Kitsy Stratton on June 27, 2020 at 10:01 am

You’re amazing. The breadth and depth of your knowledge astounds me. And you give it so freely, without complication.

I’m blessed.

I love you, Howard.

LikeLiked by 1 person
- 5
  
  hoakley on June 27, 2020 at 10:42 am
  
  Thank you, Kitsy.
  Howard.
  
  LikeLike
6

Meighan Maley on June 27, 2020 at 1:10 pm

Since the federal government in the US is currently run by a ship of fools, crooks, and science-deniers, many in the US turn the Johns Hopkins website ( https://coronavirus.jhu.edu/map.html ) for data at a time when even those who run the CDC and the federal emergency management system are in Trump’s pocket. What do you think of the Hopkins analysis? Thank you.

LikeLike
- 7
  
  hoakley on June 27, 2020 at 10:46 pm
  
  Thank you.
  The Johns Hopkins charts are superb – as are several others. But they are based on generally available data, which has to cover a wide range of countries.

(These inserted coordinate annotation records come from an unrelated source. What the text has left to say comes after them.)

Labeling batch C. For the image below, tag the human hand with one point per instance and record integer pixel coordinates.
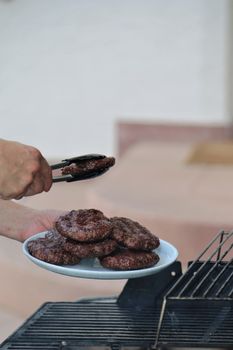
(24, 171)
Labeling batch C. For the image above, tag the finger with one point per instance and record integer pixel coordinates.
(36, 187)
(46, 173)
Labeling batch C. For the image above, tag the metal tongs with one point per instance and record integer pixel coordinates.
(78, 160)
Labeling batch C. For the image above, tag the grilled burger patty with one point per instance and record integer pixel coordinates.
(131, 234)
(129, 260)
(49, 249)
(88, 166)
(90, 250)
(84, 225)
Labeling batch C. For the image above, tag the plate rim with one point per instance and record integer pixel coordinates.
(105, 274)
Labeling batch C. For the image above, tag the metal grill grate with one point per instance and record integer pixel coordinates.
(86, 323)
(197, 311)
(199, 307)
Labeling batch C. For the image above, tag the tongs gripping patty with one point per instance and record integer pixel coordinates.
(83, 167)
(76, 160)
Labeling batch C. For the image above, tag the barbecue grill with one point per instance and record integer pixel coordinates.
(167, 310)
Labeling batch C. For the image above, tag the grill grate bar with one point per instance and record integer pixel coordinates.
(177, 283)
(216, 279)
(206, 276)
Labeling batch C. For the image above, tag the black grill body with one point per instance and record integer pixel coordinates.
(167, 311)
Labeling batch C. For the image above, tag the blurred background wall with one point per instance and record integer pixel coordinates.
(69, 69)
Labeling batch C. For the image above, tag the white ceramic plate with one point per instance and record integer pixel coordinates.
(91, 268)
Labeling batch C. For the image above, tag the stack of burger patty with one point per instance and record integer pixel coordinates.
(119, 243)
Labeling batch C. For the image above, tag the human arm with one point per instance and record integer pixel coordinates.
(19, 222)
(23, 171)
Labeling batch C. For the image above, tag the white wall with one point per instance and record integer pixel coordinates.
(70, 68)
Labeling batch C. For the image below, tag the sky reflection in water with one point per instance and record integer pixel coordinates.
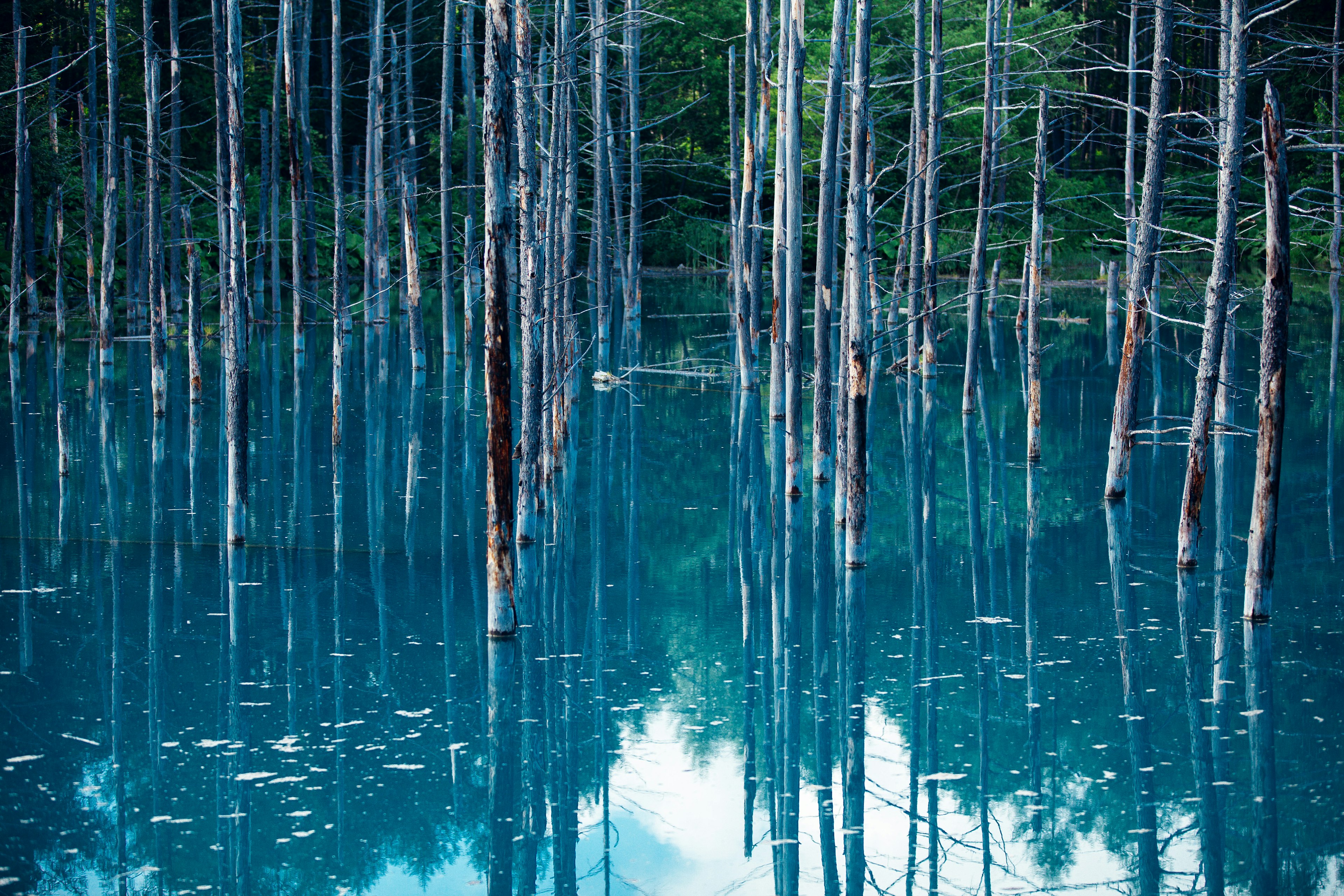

What I have done here is – for England and New York City – tried to obtain the most accurate data, particularly with respect to the date of diagnosis. That doesn’t work so well for most other locations, but I wanted the detail to analyse. I’ve also spent several days exploring the data and deciding how best to present it. Websites like Johns Hopkins don’t have such a luxury, and aren’t asking such specific questions. Interestingly, we both use the same source for Brazil.
  Next week I’m going to look at the residuals in the figures after trend has been removed, to see if there is anything other than noise and the hebdomadal cycle.
  Howard.
  
  LikeLike
  - 8
    
    Meighan Maley on June 27, 2020 at 10:56 pm
    
    I certainly don’t have an understanding of data analysis that approaches yours but it’s a comfort to know that there are people who do while we all wait for a vaccine. Best wishes.
    
    LikeLiked by 1 person
    - 9
      
      hoakley on June 27, 2020 at 10:57 pm
      
      Thank you, Meighan. Stay safe!
      Howard.
      
      LikeLike
10

G.J. Parker on June 28, 2020 at 6:04 pm

I tend to plot number of new cases today as a function of new cases yesterday, typically for the past three weeks. Data is noisy, but simply counting the number of times the points are above or below the y=x line gives you an idea if it’s spreading or not.

Fitting logistic function (or really any curve to raw data) is fraught w/ errors and can be significantly affected by the quality of the data you’re trying to fit.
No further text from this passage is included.